天狗岳を見上げる池のほとりで子どもたちが遊んでいる。山小屋で偶然出会った同士だというのにすっかり打ち解けて、子どもというのはすごいなあと思う。4月に小学校に上がる息子は引っ込み思案で、何をするにも慎重派だ。そんな彼を山に連れてくるのは逡巡したが、やっぱり来てよかった。
独身時代に熱中した山から足が遠のいて、もう7年になる。息子がおなかにいることがわかったとき、「もう山は登れないのか」とうっすら絶望したことは夫には伝えていない。それでも隠しきれないものを察知したのだろう、息子の2歳の誕生日に、子どもを背負って山に登れるベビーキャリアをプレゼントしてくれた。登山に興味のない夫だが、何度か息子を背負って小さな山へ出かけた。が、案の定ぐずったり、オムツの世話が大変だったりで、べビーキャリアは今やどこにあるのかすらわからない。
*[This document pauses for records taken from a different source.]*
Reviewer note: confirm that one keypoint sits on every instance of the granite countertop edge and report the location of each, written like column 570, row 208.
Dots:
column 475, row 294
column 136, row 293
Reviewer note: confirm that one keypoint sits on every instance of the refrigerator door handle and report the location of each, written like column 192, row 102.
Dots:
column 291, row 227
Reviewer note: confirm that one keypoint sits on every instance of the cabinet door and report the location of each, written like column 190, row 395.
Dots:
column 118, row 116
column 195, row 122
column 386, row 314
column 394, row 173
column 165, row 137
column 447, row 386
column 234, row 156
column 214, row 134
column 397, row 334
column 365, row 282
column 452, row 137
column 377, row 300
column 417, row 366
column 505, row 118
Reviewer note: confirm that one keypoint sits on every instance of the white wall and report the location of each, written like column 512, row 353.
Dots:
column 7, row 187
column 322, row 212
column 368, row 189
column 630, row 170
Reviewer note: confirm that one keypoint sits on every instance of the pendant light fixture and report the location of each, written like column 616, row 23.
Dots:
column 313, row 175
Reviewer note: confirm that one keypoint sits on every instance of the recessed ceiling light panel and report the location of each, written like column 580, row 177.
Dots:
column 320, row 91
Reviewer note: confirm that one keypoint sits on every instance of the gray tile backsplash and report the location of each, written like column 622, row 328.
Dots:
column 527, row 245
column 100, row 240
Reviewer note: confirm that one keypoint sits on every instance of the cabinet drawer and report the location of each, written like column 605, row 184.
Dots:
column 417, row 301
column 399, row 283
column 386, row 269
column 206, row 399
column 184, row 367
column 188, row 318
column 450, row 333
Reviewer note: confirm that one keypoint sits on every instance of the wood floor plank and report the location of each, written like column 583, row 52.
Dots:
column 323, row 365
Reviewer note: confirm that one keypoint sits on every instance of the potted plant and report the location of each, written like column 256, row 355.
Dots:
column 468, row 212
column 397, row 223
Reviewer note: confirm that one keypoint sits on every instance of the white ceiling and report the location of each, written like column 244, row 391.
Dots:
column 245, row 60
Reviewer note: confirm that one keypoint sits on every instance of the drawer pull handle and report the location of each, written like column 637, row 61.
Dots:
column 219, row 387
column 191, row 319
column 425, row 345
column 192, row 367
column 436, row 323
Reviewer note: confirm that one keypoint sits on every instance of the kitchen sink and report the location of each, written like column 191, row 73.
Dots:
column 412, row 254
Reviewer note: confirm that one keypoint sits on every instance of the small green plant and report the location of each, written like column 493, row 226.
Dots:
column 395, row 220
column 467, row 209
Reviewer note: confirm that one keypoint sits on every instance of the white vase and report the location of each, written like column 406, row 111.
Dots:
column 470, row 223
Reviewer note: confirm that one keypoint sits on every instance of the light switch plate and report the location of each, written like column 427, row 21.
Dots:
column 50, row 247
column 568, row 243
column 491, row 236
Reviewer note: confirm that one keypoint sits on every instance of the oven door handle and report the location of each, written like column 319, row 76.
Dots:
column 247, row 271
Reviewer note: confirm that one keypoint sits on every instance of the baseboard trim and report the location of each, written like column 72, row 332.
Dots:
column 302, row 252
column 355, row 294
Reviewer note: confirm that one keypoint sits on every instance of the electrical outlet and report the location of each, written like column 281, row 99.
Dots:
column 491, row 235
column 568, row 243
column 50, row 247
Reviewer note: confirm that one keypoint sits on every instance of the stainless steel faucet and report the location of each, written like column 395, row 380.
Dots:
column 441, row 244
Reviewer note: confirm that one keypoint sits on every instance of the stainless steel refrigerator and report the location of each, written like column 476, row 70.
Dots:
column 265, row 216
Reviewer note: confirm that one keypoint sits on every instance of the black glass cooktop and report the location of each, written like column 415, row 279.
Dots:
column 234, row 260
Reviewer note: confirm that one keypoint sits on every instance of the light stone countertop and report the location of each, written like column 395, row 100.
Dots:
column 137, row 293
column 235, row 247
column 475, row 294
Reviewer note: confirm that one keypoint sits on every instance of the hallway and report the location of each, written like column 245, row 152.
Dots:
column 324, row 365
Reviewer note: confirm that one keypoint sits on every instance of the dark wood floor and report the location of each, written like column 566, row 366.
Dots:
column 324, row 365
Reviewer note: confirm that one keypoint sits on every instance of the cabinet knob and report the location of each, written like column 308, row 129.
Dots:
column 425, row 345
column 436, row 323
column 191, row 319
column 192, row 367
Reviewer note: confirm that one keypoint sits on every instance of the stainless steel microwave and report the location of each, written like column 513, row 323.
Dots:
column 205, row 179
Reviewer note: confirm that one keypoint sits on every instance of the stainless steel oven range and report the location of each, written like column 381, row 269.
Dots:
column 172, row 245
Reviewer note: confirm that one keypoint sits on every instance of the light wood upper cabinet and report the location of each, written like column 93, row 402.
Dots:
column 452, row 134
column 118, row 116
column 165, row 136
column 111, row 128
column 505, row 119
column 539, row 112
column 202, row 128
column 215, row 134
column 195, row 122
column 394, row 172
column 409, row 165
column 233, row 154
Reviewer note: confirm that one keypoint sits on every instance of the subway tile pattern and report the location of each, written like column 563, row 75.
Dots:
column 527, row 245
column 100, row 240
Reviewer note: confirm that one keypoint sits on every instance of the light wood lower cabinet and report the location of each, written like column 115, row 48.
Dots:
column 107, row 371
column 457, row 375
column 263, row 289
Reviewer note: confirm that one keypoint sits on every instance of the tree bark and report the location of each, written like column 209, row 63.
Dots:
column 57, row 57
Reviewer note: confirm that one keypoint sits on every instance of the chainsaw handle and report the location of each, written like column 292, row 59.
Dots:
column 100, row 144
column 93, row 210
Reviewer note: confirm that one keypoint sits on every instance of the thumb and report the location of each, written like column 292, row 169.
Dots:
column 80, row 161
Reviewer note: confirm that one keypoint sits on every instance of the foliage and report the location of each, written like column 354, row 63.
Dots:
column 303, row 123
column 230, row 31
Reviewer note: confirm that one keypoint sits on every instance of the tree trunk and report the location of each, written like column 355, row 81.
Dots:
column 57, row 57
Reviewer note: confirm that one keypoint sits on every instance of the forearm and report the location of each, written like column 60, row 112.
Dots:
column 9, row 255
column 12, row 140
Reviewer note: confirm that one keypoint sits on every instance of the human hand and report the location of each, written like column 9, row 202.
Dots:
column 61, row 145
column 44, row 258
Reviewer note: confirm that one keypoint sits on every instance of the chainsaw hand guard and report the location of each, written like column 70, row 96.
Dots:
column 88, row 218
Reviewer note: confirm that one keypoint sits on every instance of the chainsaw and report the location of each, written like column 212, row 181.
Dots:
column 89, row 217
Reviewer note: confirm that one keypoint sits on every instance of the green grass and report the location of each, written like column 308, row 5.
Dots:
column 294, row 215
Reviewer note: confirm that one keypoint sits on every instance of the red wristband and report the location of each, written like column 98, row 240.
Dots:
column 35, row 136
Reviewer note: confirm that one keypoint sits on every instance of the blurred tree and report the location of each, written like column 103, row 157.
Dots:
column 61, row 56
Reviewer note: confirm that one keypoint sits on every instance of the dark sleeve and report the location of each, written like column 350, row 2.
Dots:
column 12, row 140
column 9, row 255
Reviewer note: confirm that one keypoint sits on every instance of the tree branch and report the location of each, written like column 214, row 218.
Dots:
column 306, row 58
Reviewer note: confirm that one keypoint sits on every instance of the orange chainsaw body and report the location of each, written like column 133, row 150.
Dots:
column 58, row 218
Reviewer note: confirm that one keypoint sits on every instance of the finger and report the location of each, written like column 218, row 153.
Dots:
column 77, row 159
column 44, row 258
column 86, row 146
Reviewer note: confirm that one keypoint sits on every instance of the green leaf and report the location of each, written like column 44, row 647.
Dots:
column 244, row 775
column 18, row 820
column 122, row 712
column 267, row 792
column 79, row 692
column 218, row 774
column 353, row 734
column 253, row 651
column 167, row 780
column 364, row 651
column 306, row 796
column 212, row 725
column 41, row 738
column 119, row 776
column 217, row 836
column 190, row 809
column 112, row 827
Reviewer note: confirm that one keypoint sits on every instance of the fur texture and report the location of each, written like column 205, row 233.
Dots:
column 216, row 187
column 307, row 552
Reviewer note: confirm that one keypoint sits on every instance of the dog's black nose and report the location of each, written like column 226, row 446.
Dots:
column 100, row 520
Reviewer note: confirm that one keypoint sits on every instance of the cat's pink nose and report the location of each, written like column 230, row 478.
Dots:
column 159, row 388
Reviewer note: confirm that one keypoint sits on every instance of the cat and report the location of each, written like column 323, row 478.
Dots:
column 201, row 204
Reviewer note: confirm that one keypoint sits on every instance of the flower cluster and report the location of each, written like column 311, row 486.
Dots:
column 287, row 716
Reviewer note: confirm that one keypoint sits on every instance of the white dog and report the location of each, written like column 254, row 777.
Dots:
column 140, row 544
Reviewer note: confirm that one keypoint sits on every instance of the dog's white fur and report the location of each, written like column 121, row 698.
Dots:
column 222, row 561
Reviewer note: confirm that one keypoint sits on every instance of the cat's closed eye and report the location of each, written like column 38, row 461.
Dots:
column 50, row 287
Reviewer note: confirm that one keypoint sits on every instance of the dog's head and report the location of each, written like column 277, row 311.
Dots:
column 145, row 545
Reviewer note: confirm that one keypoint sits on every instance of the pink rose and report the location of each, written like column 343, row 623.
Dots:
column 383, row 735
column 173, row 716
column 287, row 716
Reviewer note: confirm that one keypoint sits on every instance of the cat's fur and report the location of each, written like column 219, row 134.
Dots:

それから私は山について考えるのをやめた。山仲間たちのSNSを見ることを避け、山の道具も捨てた。ママ友とフラワーアレンジメントの教室に通い、適当に花を束ねたり、バスケットに挿したりした。全然おもしろくなかったけれど、毎回作品をSNSにアップした。
息子が6歳、私が39歳になった誕生日(私と息子は誕生日が3日違いなのだ)、夫が大きな袋を抱えて帰ってきた。ひとつは息子の登山靴。足首までカバーできる本格仕様だ。もうひとつは大人用のリュックがふたつ。20ℓほどのサイズだが、雨蓋付きでポケットも豊富。大型リュックと遜色ない機能の高さだ。
「前は勇み足だったけど、今なら3人で登れるかなって」。決して気の利くタイプではないが、昔からこういうことをたまにする人だ。そして私はそういう彼を好きになったのだ。
夫とほぼおそろいのリュックで山に登るのは気恥ずかしかった。それに子どものペースで登る日帰りの山って退屈そう。歩き始めはそんなことを考えていたが、7年ぶりに馴染みの山小屋に着くと、「待ってたよ」と主人の懐かしい顔がのぞいて、不覚にも涙が出てしまった。
小屋の主人と薪ストーブを囲む。自分の青春が詰まった場所に夫が座っているのは妙な感じだ。「自分は山より海にばかり行ってるから、全部が新鮮ですよ。でも、これからは山もいいかなと思って。やっと家族に一体感が出てきたぞって、今日登りながら思ったんです」。
そうだ。子どもができてから好きなサーフィンを我慢していたのは夫も一緒だ。息子に手がかからなくなったら私は山へ、夫は海へ。また元どおりの形に戻ればいい。そう思っていたけれど、夫は山へ来てくれた。青春を捧げた趣味よりも家族の「一体感」を選んだ彼は、いつの間にか、ちゃんと父になっていたんだ。
私は何も諦められなくてジタバタしてきた。
「諦めることと変わることは、たぶん違うと思うんだよね」。そうだ、変わったことで見えてくるものだってたぶんある。夫婦そろいのリュックがいつか、家族3人そろいになる日がくるかもしれない。そうなったらだいぶ恥ずかしいな。そう思いつつ、息子のは何色にしようかとぼんやり考えている自分も確かにいるのだった。